One way to understand this strangeness is to examine situations in which there is a supernatural experience without a pre-existing tradition that gives meaning to people’s experiences and shapes their interpretations. By this I mean that if you have a mystical experience in the context of, say, a Pentecostal faith healing service or a Roman Catholic mass, you will likely interpret it in light of existing Christian theology . But if you’re having a religious experience “in the wild,” so to speak, the sheer strangeness is more likely to arise.
I’ve written about how you can approach this strangeness by reading the Christian Gospels without the structuring expectations of Christian doctrine. Much like the first-person accounts of the Jesus phenomenon, their mysteries cannot be adequately explained by an overactive theory of mind among Jesus’ followers and the benefits of Christianity for social control thereafter.
But another path, which I have been following lately, is to read about UFO encounters – because it’s clearly the Pentagon that wants it! – and consider them a form of religious experience, or even the basis of a new, half-formed religion of the 21st century. That’s the line taken by Diana Walsh Pasulka, professor of religious studies at the University of North Carolina at Wilmington, in her two books on the subject, “American Cosmic: UFOs, Religion, Technology,” and its recently released sequel published, “Encounters”. : Experiments with non-human intelligences. It is also a subtheme in Matthew Bowman’s “The Betty and Barney Hill Abduction: Extraterrestrial Encounters, Civil Rights, and the New Age in America,” which focuses on one of the most notable early UFO encounters , involving an interracial couple in 1960s New Hampshire.
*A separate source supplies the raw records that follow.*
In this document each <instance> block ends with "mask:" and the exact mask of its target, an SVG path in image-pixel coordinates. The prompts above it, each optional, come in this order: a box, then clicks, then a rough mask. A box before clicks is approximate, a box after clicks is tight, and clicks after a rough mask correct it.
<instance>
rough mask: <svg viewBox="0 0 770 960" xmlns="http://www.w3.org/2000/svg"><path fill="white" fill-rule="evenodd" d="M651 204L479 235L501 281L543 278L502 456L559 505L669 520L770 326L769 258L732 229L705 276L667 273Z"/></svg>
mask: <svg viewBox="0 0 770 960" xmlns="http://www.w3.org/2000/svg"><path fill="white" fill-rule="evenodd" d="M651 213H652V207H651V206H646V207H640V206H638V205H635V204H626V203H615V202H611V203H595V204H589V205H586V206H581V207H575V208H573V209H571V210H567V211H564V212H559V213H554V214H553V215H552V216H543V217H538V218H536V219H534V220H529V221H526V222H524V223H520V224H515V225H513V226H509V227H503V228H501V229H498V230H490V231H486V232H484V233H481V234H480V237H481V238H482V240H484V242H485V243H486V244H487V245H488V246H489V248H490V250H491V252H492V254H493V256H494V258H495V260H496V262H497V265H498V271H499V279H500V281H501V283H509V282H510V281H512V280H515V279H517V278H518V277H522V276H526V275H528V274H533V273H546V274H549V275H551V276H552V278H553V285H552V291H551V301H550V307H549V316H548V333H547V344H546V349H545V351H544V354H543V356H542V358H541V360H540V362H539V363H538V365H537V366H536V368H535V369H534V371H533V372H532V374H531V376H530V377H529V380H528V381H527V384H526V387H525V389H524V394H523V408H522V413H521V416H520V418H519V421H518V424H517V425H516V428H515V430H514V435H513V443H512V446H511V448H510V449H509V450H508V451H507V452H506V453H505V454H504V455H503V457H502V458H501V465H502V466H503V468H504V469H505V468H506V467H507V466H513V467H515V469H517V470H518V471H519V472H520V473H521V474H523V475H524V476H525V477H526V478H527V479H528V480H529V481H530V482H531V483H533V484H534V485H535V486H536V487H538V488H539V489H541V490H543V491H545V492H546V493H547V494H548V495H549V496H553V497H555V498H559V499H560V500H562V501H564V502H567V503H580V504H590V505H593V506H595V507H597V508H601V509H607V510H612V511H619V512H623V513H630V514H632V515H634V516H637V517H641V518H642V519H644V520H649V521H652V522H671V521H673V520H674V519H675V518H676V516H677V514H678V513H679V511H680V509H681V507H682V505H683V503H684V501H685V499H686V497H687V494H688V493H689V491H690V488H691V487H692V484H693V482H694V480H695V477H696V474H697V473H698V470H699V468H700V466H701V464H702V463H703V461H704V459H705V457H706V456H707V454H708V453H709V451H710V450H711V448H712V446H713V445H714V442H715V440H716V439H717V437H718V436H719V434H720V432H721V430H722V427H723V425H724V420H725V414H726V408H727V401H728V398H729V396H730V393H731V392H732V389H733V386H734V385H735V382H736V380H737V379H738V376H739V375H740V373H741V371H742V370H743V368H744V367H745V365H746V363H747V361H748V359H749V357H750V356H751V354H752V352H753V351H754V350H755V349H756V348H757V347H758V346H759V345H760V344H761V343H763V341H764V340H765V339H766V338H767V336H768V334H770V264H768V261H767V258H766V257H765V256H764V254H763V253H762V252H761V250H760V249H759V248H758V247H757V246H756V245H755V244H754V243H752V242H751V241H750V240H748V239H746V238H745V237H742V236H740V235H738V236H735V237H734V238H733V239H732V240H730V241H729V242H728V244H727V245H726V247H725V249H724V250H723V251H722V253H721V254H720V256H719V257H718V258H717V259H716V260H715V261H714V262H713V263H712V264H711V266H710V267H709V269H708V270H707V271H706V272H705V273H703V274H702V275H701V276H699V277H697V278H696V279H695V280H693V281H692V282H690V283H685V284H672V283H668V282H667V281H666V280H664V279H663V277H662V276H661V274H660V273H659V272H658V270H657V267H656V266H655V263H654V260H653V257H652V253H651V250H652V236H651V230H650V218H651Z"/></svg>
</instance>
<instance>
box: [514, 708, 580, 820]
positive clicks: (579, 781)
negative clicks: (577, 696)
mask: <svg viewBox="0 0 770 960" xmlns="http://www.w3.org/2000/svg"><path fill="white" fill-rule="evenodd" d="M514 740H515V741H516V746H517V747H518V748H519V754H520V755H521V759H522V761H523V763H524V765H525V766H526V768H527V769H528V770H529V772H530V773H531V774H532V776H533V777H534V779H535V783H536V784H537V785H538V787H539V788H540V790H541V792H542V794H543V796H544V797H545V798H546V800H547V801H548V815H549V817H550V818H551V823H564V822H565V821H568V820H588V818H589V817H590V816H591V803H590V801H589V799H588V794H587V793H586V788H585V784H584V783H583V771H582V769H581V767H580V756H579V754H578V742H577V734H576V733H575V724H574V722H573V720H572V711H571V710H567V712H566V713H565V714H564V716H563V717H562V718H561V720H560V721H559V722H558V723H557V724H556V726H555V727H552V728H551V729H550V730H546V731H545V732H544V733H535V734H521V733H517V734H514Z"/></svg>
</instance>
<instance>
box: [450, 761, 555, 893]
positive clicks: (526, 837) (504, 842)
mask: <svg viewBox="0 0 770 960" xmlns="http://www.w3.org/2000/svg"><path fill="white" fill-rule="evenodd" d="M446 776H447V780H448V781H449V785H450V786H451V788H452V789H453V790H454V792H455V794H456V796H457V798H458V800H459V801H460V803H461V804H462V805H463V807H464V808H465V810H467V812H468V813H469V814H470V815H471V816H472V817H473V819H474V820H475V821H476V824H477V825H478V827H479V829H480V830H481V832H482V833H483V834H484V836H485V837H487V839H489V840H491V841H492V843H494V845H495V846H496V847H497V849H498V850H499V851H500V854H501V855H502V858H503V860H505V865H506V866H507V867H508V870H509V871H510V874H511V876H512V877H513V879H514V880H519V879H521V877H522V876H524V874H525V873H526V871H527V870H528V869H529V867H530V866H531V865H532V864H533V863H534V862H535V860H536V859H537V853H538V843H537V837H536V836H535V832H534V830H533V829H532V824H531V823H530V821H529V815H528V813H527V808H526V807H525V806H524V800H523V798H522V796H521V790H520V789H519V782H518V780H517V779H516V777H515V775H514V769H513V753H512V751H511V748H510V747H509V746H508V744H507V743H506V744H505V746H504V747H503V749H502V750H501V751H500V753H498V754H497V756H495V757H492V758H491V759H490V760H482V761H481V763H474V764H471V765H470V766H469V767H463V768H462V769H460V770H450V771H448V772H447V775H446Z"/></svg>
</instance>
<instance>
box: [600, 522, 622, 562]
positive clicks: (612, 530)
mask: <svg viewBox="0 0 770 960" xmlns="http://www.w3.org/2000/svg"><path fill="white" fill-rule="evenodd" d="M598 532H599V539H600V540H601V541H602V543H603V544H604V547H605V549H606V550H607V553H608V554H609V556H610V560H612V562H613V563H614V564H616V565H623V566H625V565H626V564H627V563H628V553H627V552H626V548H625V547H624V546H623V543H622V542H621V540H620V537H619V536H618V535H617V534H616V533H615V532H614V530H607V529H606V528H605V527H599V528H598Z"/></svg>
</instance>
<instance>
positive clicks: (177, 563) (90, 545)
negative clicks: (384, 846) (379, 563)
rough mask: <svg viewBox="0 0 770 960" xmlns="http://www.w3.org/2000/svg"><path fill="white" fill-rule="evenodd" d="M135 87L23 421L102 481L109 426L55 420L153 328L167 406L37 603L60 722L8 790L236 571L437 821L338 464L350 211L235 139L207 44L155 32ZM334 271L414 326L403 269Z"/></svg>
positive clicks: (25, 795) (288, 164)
Both in Hill’s story and in the broader range of narratives Pasulka discusses, you see people having largely unexpected encounters with entities that defy easy categorization and explanation. Some aspects of these encounters fit a Spielbergian science fiction model, and since we are in a secular, scientific age, society as a whole is adopting this model and wondering if we might actually be visited by aliens from Alpha Centauri or Vulcan or wherever. But when you dig deeper into the stories, many of their details and consequences don’t resemble “Star Trek”-style first contact, but the supernatural experiences of early modern and pre-modern societies, from fairy abductions to holy and demonic encounters through brushes. with the gods.
And what we see in the communities that have developed around these experiences is not a ratification of existing religious structures (even if some people interpret them in accordance with Christianity or another faith), nor a set of Simple stories that provide meaning and purpose. and ratify a moral order. Rather, it is a landscape of destabilized agnosticism, filled with competing theories about what is really going on, half-formed theologies and metaphysical images blurring with scientific and pseudo-scientific narratives, with potential gurus rushing to espouse specific views and skeptics warning of malicious potential. intentions of visitors, whatever they may be.